A letter from Hacksf accompanied it.

"It is a recently condensed ray of sunlight," he said, "I have seen it floating in space, as if an extraordinary force were making it trace an inexplicable curve. Keep it. Let the Doctor not see it until the last moment. It keeps the flame of life alive and with its white irradiations, suffocates the black troubles to which being in proximity of the Theopolites can expose you - Hacksf."

What mystery did he find in this present? Why did he want to prevent the Doctor from seeing it?

The Doctor was walking happily at that moment in the shade of the next garden; But when a moment later he entered the house, we all noticed that his face was flushed and that a visible agitation dominated him as he approached the hall of those presents.

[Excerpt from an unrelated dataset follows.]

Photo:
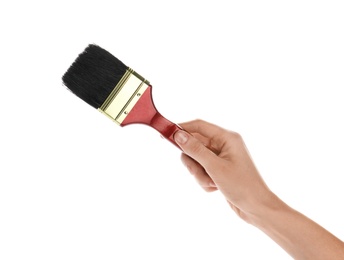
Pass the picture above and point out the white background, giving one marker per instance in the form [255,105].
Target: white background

He directed his eyes to a high altitude, as if trying to discover something in space. Nothing.

- "What is it, Doctor?" I asked him.

- "I feel, my friend, a strange discomfort, and nevertheless I consider it good. I experience the same impression as when my complementary spirit was floating in the upper regions."

What new mystery was this?

- "Come on" I told him, "your situation is not for nothing. Today you are going to celebrate one of the most solemn acts of your life and..."

- "Nic-Nac! Nic-Nac!" exclaimed the master of the house hastily.

He was waiting for me nearby.

- "My friend," he said, "read this letter."

I read: "In the Academy compound there is a large flask, inside which a Theopolite has been imprisoned, and in your house is a box sent by the astronomer Hacksf, which contains a ray of Sun condensed by him. That ray of Sun is nothing other than the spirit complementary to the Doctor and your daughter. If instead of bathing their souls, it penetrates that of the imprisoned Theopolite, he will transform himself as such from the most unfortunate being, into a worthy and happy Sophopolite, and although it is true that the absolute happiness of your children depends on this fusion, it is no less true that in the depths of their souls there is an inexhaustible source of self-denial, and this sacrifice, although very great, is of import to the salvation of the soul."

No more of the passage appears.